The writing process here is quite different from that involved in more traditional academic writing. When a philosopher starts out to write a philosophical essay for publication, he/she plans to spend many days and weeks formulating a line of argument, crafting the prose, and critically revising until it is perfect. Likewise, writing a traditional academic book involves coming up with a "story-line" of topics and key arguments, turning that into a chapter outline, and methodically drafting out the full manuscript. Creative planning, writing, and editing occupy months or years before the ideas come into public view.
Writing an academic blog has a different structure. It is a question of doing serious thinking, one idea at a time. Each post represents its own moment of thought and development, without the immediate need to fit into a larger architecture of argument. Eventually there emerges a kind of continuity and coherence out of a series of posts; but the writing process doesn't force sequence and cumulativeness. Instead, coherence begins to emerge over time through recurring threads of thinking and writing.
I've done each of these other forms of traditional academic writing -- dissertation, conference presentation, journal article, book, and book review -- and I find this current form particularly valuable and intellectually rewarding. It stimulates creativity, it leads to new insights, it permits rigor in its own way, and it leads to new discoveries within the vast literatures relevant to "understanding society" and the space of questions this domain presents.

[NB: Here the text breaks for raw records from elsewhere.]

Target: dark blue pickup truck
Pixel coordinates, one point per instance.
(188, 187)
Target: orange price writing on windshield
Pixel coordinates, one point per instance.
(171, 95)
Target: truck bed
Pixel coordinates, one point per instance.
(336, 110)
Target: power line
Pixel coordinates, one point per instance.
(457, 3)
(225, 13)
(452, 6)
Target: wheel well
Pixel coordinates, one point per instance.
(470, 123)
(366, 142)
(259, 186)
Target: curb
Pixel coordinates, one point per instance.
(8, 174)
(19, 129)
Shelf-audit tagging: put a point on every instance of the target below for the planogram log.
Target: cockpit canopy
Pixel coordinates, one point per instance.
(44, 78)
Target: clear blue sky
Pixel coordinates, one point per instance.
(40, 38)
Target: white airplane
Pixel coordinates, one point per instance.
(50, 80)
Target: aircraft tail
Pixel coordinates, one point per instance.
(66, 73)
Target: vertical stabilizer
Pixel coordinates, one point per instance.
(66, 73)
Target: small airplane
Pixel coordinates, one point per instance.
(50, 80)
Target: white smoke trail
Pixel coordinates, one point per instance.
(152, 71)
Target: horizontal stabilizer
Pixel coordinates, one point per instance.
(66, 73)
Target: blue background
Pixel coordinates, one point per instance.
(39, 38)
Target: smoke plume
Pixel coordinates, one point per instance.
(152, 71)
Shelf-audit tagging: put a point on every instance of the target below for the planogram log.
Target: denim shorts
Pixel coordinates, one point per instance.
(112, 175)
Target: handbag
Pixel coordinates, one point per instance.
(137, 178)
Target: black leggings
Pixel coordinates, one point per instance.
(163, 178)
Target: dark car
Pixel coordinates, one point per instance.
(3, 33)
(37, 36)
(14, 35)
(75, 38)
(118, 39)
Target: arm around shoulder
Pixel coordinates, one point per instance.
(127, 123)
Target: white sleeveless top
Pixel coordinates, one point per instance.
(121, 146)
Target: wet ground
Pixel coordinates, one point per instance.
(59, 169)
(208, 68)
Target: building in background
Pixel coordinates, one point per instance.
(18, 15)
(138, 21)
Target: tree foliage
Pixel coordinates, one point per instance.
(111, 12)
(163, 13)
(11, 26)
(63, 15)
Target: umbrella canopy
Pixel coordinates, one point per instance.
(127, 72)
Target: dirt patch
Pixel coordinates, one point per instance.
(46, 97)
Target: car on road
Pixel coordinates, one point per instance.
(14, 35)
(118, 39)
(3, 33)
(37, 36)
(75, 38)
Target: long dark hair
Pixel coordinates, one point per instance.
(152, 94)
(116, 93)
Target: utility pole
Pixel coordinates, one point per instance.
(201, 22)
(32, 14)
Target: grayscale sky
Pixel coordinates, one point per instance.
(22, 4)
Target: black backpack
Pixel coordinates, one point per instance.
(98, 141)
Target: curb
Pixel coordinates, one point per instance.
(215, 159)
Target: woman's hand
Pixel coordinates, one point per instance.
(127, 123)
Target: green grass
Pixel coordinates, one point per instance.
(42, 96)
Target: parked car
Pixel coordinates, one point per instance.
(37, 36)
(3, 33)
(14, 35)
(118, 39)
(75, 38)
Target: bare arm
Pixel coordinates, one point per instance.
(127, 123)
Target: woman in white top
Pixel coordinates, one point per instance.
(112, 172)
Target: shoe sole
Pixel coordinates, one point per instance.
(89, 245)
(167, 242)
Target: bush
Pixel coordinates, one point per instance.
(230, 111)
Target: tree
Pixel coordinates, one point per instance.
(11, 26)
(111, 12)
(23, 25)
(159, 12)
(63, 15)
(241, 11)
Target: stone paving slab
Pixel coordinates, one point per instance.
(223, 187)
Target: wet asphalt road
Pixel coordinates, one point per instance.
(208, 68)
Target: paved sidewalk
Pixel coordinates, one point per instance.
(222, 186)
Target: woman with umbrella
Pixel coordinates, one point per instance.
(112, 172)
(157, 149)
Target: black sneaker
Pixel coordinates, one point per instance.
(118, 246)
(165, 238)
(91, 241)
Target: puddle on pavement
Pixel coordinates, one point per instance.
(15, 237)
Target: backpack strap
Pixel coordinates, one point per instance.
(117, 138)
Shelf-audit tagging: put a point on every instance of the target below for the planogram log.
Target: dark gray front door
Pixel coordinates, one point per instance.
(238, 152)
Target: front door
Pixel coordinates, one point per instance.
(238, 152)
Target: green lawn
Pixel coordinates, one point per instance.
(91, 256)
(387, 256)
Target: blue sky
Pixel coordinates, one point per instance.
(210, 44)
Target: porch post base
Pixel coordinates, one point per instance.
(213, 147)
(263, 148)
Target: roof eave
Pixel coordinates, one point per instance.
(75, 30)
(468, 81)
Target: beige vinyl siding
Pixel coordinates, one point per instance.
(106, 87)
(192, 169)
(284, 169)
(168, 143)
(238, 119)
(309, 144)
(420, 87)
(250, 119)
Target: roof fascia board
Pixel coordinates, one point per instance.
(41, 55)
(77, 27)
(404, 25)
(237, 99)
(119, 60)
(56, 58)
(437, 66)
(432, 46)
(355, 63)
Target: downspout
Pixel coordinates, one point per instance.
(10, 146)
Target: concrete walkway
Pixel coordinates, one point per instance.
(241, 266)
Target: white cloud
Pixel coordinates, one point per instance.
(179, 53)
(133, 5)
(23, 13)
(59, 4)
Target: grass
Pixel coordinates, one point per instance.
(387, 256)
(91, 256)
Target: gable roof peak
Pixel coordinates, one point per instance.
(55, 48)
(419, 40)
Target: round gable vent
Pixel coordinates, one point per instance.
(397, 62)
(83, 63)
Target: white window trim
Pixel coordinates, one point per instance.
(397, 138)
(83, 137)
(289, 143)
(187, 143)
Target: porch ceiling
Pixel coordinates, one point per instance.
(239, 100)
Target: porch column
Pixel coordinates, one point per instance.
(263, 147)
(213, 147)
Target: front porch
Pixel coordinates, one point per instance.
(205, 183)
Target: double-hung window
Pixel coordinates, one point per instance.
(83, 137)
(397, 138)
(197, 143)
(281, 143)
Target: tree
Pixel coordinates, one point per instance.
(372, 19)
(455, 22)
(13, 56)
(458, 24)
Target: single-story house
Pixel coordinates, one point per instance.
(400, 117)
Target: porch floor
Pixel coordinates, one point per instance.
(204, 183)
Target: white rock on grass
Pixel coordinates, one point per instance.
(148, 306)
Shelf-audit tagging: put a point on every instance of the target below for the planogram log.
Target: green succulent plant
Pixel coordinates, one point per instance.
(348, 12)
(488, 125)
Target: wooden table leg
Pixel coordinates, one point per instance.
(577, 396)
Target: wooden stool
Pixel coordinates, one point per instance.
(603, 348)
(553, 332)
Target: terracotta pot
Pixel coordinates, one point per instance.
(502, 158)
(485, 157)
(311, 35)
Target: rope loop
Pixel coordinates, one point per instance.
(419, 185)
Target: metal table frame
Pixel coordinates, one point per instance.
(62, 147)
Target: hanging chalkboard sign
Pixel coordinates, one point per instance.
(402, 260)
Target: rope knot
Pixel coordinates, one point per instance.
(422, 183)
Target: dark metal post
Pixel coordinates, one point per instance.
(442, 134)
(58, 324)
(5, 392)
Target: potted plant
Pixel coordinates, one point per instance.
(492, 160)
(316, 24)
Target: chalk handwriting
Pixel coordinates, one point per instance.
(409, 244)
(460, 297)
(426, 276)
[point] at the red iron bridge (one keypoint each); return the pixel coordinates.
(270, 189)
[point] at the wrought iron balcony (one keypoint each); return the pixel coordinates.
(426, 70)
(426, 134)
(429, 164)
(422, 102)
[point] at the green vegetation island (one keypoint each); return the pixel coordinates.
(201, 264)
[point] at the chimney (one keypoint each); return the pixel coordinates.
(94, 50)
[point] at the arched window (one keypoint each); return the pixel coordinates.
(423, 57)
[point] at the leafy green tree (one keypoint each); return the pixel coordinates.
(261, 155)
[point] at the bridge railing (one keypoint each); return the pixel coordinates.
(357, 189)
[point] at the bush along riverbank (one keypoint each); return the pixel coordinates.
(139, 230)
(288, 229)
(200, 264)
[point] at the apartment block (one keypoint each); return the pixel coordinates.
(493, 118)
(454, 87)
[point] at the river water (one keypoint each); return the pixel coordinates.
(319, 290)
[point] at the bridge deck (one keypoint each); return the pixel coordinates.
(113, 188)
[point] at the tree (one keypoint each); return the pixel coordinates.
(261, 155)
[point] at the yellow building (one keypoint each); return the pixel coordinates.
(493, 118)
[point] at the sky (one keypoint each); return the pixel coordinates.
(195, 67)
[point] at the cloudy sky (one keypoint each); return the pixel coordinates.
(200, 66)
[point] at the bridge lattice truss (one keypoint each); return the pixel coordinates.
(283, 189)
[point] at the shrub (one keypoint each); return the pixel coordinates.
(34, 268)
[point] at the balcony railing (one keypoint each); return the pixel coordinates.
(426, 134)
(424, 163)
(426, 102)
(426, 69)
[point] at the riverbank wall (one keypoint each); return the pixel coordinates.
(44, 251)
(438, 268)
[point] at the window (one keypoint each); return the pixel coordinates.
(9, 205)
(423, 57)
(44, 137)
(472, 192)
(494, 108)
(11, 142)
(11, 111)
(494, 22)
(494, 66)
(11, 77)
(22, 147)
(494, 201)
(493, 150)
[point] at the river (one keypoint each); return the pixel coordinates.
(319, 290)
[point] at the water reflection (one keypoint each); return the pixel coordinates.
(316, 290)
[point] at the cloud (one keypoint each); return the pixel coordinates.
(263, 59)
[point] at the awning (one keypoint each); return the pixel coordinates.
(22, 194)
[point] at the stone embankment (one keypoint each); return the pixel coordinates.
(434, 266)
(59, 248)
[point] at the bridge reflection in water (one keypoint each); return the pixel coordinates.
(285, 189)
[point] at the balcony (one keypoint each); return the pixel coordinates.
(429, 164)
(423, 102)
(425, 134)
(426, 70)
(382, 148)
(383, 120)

Writing the blog is intertwined with the web in several deep ways that are worth calling out. First, of course, is the availability of a venue for publication and the possibility of gaining a world-wide readership. The web and the search engines made this kind of readership possible, and this was a unique new capability entirely absent in the world of print. But equally important for me has been the ubiquitous availability of knowledge and writing on the web, and the ease with which we can access this knowledge through search engines and other web-based tools. This means that the web-based scholar can quickly discover other materials relevant to the current topic, leading to unexpected turns in the argument. It means that the web-based scholar is not locked into the circle of his own study and the literatures that he/she has already mastered; rather, there is an open-ended likelihood of interaction with new and important ideas previously not part of the mix. So the task of writing is no longer that of formulating one's pre-existing ideas; it is simultaneously an act of inquiry and intellectual discovery. (For me a good example of this is the interest I've developed in the theory of assemblage and the writings of Deleuze, Delanda, and Latour. These ideas fall far outside my own analytic philosophy comfort zone, and yet they align well with my own thinking about micro-foundations and social contingency.)
I invite readers to take this opportunity to make suggestions or observations about this experiment in academic writing. Are there topics you'd like to see addressed in future postings? Do you have suggestions for how to make the presentation of the content more useable? Can you see possibilities for this kind of inquiry and writing in your own field?